For instance, I know I am not that old, but I know too that I am in my mid-thirties and thus am 35 years older than a child born today. That does not make me too young, either. Fortunately, I do not feel my enthusiasm and idealism about many things have waned. Maybe I am not hooked on the same activities as I was in my high school days, but I still find many of the activities I have engaged in the past worthwhile. The potential energy is still there. The willingness to explore and enjoy life as God wills it is still there. I feel pretty much like the same person. There seem to be more physical changes than changes in my psyche. I feel in my heart that I have not changed very much, but my body speaks a different language. Maybe in many instances, I have become even more effective.

Advancement in years has a way of telling us that we cannot perform and do all the things we used to. It is a painful reality. Our spirit is so willing, yet our bodies just do not cooperate.

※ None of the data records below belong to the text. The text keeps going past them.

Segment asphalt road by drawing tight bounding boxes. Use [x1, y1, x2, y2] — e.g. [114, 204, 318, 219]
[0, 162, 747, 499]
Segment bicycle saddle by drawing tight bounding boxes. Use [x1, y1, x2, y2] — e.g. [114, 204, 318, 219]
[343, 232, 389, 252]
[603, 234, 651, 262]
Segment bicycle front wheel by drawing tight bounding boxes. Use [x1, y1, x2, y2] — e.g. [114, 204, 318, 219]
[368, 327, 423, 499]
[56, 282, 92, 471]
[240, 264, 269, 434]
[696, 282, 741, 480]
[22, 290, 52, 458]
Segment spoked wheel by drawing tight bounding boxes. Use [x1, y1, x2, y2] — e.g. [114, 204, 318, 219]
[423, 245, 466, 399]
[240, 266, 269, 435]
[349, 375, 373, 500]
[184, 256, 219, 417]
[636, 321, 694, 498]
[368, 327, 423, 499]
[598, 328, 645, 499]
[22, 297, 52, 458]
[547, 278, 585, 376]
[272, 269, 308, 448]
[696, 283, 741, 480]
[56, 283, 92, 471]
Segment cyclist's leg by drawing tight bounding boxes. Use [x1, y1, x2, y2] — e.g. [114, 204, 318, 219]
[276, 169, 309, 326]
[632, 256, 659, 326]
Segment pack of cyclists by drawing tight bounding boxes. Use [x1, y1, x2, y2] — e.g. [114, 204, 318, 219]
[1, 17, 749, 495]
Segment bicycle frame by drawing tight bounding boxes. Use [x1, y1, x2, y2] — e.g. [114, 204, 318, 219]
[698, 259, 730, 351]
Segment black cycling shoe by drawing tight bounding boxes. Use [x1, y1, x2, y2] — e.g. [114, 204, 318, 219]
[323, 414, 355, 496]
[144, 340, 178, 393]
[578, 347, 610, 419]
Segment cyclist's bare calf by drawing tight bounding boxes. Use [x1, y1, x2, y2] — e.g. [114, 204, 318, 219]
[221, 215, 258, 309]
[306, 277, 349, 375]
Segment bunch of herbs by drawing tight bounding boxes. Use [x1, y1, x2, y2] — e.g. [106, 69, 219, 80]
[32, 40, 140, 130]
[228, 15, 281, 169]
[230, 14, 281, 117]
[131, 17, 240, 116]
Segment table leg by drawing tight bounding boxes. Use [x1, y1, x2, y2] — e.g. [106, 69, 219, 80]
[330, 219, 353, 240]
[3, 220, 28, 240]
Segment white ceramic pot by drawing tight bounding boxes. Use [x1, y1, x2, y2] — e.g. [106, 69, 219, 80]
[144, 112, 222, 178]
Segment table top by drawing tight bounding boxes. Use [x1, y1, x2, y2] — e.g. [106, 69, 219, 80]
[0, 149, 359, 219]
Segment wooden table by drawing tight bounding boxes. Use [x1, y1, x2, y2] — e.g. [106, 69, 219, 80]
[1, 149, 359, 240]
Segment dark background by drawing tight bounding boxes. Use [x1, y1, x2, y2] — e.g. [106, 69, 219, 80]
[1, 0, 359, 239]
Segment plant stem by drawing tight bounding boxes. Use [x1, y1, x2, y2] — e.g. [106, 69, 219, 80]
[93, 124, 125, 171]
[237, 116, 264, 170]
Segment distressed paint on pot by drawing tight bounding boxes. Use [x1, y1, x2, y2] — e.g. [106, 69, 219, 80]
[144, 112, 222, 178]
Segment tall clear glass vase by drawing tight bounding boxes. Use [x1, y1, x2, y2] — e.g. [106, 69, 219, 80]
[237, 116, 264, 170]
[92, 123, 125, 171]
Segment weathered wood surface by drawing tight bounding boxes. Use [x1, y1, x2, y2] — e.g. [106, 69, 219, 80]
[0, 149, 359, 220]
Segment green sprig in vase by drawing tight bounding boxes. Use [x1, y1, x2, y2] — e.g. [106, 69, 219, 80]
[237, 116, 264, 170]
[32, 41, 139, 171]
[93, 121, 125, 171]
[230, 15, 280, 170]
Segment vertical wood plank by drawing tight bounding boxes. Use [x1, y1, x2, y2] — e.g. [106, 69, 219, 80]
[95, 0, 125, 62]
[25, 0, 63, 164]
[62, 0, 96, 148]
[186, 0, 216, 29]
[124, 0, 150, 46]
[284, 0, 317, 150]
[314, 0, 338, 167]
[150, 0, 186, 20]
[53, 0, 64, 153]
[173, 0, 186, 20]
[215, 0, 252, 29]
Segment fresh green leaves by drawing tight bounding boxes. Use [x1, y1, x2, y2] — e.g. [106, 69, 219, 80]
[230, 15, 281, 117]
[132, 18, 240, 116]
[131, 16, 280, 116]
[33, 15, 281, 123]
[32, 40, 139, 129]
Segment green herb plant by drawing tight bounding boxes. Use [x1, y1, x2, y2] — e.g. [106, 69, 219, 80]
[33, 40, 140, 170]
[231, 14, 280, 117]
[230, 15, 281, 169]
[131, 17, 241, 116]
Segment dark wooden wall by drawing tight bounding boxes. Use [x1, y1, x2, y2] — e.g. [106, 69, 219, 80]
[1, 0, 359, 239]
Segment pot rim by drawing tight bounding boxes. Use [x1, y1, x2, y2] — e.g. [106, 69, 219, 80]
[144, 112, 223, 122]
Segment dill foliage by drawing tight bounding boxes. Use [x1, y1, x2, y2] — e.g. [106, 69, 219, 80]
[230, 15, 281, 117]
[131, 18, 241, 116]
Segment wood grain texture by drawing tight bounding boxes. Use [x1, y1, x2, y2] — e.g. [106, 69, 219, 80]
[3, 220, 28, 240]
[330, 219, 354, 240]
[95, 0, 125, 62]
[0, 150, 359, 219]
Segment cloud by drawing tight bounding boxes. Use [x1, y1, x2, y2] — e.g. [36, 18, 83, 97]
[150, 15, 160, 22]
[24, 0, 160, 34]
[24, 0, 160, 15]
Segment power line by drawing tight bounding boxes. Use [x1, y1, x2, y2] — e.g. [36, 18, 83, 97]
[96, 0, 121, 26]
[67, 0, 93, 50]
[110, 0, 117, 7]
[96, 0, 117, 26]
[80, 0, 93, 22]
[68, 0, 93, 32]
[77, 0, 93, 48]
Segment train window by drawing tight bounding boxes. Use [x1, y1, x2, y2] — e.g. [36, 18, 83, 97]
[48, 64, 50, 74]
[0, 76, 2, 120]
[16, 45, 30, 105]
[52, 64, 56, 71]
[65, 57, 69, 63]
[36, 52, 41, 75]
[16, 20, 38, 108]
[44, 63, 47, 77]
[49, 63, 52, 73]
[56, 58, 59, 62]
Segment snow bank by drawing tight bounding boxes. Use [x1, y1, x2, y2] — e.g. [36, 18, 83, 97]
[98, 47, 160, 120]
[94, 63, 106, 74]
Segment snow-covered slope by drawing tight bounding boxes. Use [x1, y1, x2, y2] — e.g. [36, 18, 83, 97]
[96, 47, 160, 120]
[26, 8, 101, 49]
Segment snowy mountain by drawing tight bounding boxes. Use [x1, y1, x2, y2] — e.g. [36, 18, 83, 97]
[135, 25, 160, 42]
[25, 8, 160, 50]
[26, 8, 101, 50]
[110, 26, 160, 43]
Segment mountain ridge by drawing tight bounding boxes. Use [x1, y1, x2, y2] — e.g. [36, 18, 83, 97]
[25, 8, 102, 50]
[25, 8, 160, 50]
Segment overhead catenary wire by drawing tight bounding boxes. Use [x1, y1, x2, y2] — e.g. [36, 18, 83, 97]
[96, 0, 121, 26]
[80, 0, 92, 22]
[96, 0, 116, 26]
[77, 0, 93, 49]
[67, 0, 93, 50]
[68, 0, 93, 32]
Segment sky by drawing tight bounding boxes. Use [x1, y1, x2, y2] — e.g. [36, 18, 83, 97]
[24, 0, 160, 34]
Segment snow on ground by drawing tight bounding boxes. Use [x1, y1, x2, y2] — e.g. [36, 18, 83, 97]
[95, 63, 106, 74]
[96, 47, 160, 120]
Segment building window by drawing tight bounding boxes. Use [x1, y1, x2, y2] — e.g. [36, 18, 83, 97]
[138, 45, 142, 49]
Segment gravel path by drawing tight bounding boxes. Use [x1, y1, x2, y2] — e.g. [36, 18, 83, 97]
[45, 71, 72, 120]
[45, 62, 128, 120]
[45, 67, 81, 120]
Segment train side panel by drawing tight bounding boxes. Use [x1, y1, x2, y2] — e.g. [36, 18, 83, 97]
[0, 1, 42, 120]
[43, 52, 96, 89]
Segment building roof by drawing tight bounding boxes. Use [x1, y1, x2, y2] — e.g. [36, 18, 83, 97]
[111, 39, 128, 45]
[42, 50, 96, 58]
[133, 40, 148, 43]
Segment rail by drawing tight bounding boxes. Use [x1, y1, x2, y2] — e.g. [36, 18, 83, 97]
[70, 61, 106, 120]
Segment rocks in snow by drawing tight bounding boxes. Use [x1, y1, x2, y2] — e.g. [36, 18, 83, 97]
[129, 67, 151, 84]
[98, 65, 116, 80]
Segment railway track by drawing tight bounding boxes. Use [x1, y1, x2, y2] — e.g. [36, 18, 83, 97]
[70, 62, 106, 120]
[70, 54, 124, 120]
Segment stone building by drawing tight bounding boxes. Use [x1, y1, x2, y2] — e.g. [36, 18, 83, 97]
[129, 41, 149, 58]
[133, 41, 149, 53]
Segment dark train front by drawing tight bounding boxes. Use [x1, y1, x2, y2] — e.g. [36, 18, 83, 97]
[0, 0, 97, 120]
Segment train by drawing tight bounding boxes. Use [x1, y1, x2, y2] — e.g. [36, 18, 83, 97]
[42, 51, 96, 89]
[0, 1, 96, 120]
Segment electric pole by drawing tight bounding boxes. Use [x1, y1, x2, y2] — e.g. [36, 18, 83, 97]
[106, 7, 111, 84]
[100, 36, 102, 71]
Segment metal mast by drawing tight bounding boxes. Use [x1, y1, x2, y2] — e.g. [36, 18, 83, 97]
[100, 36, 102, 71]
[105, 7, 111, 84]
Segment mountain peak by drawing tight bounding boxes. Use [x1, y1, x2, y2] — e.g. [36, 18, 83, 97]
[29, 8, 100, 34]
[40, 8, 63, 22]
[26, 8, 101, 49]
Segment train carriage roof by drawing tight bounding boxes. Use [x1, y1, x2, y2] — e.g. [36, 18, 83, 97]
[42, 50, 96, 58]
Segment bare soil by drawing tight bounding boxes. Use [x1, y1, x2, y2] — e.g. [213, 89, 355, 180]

I was told a story of an 84-year-old physician, a parasitologist who, to this day, sees patients in his house in Paco, Manila. He walks with difficulty because of the effects of diabetes on him. Yet when someone walks into his home with a digestive system problem, he manages to pull out of his drawers his notepads and types out a detailed prescription for his patients. The prescription does not only carry the drugs his patients must take. It carries point-by-point instructions on what the patient is allowed to eat. With his fingers, he pounds each of those manual typewriter keys to explain down to the last detail exactly what brand of crackers his patients may eat. He does not want to leave anything to chance. He goes by the old-fashioned way of requesting for particular tests to be done on specimens before prescribing an antibiotic. He abhors guesswork. It is amazing. Logically, we may be tempted to conclude that he is the one who could prescribe any broad-spectrum antibiotic easily. It seems he has them all at his fingertips. After all, we’d think he has been doing this type of work all his life. His guess is probably the most educated one if there is such a thing. But this man, Dr. Pedro Chanco Jr., does not guess. For him, his aching muscles and retirement from the hospital where he dedicated more than 35 years of his life do not stop him from doing what he loves most. He loves to help people and nurse them back to health. Nevermind his discomforts and difficulties. Nevermind his age or what people will say about him. He knows what he is doing. He loves what he is doing.

On the other hand, I cannot help but think of all those people whose minds do not remain that lucid at 84 years old. I cannot help but think of those people that never ever had a career to speak of, much less come back to in the confines of their own homes. So, there they are, sitting around a mahjong table. There they are confined to wheel chairs brought around and fed by young ones who could actually be doing something else other than give care to these chronologically advanced people.

Why then does God allow older adults to continue to grace our lives? Why does He decide for others to stay on earth past sixty? Why can’t God make everyone die when they can still care for themselves?

I do not have all the answers myself, but I can venture one. I know for sure that God is Good and God is love, and if He allows anything as seemingly dreadful as this to happen to us, we become better people in our giving of love and maybe even in our reception of love and care.

As for me, I must not dwell on my fears. Alright, maybe I have some difficulty breathing, and my mind is working several kilometers an hour, thinking that the worst is yet to come. But right here, right now, I see a challenge before me. I must hope. I must believe in God’s promise that He will never abandon me. It is a test of faith. A test of hope. A test of perseverance.

My runny nose will soon dry up, and I will be well on my feet again. I will help others believe as I believe that God loves me. He will not leave me. I will be alive when I am alive, and I invite others to do the same. One last thing, I do not think I will grow old. I will just be experientially advantaged. So will you. Do you believe?